The Pentagonal Tower dates from 1359. It is part of the ramparts that have protected the town of Castellane since the Middle Ages. At the foot of the Tower, the Jardins de la Tour site offers a magnificent setting overlooking the village, the Roc and the Verdon valley.
Description
The interior of the Tower is not accessible to the public.
The fortifications of Castellane are traditionally dated to 1359 and the years that followed. While the Pentagonal Tower can be dated back to the second half of the 14th century, it is not possible to say when the transformations observed, particularly in the machicolation and the gorge, took place. The tower was classified as a historical monument in 1921.
The pentagonal tower is the most imposing of the city's fortification system. It is also the best preserved and the highest, since although it is not the tallest (it measures a little less than 20 m in height), it is nevertheless built at the highest point of the ramparts. Pentagonal in plan, but of an irregular pentagon, it has five floors. It is an open tower at the throat, even if the interior elevation has been largely walled over the centuries. Its masonry is composed of small, rather irregular courses of squared limestone rubble.

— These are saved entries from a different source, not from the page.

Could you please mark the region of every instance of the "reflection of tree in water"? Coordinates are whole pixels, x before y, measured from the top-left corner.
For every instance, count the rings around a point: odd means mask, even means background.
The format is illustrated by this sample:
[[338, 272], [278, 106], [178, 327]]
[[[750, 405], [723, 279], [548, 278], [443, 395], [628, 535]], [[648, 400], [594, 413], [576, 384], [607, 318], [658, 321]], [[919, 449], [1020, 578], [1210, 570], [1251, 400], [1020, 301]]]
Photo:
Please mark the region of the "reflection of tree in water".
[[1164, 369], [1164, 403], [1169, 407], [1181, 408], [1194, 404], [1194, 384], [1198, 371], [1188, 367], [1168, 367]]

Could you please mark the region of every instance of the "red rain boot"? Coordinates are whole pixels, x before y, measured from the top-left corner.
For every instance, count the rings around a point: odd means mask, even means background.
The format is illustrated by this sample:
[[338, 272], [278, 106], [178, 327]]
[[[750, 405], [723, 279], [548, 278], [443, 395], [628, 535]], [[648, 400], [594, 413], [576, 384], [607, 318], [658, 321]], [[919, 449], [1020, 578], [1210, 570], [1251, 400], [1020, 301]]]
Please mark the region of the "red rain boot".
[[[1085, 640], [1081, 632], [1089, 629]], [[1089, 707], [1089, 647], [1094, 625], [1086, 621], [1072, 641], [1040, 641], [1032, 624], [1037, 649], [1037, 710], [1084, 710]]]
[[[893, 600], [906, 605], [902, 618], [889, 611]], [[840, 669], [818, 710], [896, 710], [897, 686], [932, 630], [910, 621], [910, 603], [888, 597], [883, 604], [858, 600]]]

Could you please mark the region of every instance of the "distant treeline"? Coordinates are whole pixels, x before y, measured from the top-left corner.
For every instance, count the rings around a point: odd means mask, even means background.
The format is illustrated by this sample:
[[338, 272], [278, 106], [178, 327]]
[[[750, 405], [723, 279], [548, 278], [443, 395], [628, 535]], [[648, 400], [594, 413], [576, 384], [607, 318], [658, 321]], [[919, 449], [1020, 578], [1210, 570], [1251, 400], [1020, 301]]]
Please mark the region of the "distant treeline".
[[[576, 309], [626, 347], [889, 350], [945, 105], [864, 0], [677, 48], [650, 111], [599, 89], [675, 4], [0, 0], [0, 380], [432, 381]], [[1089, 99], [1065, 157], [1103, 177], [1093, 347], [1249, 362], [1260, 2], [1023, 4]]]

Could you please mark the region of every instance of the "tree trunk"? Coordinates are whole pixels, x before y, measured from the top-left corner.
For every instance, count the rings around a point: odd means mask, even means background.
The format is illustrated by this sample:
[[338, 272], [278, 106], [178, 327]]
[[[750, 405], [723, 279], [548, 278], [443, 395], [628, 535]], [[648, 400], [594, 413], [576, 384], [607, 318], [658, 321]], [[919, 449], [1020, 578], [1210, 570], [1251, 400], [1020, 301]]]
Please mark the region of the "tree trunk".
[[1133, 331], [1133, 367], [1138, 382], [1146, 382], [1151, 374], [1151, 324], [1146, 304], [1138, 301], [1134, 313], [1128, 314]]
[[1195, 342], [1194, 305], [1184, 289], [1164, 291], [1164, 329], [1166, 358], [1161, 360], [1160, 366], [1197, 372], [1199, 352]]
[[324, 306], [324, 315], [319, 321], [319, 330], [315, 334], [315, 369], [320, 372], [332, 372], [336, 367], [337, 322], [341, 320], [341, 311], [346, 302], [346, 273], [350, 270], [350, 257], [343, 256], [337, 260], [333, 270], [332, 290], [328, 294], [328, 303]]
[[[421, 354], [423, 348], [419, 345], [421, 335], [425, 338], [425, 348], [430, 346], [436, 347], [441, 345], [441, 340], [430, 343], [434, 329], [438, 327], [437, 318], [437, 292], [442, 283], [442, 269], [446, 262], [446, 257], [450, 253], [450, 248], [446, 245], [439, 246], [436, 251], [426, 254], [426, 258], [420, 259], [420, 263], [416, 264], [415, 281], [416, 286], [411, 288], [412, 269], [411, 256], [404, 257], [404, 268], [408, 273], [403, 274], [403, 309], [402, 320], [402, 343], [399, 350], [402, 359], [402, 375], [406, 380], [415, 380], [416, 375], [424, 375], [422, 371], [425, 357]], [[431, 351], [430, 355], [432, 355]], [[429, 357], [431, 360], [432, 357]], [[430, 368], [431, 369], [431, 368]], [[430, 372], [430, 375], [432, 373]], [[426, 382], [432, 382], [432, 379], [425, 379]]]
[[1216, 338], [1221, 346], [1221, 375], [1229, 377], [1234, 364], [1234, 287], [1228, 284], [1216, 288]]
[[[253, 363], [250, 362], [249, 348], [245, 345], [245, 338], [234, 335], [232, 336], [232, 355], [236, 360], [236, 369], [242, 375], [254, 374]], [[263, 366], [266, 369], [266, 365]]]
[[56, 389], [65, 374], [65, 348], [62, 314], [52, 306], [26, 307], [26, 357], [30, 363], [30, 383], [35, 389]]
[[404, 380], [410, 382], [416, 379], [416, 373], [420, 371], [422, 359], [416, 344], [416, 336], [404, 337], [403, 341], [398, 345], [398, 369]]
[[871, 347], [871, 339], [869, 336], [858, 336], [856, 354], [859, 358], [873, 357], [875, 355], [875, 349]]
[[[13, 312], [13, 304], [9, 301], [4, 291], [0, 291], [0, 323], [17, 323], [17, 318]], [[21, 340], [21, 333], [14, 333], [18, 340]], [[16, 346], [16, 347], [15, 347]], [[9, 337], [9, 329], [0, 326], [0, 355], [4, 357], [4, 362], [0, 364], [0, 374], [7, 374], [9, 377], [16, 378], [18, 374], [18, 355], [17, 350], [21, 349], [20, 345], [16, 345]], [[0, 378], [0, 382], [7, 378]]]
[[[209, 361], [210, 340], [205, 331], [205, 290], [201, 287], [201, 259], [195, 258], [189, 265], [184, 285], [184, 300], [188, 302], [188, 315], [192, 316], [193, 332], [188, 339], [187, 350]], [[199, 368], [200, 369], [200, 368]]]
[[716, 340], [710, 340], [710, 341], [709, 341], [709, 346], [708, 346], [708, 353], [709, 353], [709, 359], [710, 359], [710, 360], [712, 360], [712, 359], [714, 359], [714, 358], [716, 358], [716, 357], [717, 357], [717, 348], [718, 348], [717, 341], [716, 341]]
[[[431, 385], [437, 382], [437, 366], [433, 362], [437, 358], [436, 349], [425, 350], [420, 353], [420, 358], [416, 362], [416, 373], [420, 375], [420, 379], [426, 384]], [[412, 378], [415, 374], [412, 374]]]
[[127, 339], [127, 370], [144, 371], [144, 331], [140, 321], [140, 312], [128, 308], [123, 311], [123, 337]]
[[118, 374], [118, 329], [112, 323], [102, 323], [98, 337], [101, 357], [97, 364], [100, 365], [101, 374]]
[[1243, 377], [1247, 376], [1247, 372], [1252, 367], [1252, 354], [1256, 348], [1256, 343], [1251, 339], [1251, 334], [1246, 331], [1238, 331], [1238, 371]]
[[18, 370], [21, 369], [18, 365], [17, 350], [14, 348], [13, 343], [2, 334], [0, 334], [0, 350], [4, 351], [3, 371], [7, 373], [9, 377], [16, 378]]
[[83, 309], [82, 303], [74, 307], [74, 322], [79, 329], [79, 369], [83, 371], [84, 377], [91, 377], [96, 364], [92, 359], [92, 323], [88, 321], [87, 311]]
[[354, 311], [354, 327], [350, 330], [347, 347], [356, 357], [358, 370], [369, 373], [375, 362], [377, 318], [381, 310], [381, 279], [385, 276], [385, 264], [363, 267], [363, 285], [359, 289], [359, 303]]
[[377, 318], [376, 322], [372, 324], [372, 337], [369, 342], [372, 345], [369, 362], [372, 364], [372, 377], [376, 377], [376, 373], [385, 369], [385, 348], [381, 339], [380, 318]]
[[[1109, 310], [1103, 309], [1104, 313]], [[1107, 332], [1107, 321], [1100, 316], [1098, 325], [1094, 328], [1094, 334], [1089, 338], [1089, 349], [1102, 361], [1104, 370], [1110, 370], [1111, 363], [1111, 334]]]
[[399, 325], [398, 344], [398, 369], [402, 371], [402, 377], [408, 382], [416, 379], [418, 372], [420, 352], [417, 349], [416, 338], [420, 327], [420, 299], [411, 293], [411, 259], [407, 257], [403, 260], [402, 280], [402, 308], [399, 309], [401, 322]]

The quoins, made of dressed stone, are mainly made of tuff. On the fourth floor, the quoins are made of large, rusticated dressed stone. This level is also crowned by a machicolation of which only the four-quarter-round projecting consoles remain. The machicolation itself has given way to a floor covered with a gable roof and hollow tiles. Traces of two arrow slits can still be seen in the tower's masonry. The first is under the consoles of the machicolation of the northeast elevation, and the second at the level of the 2nd floor, in the west elevation.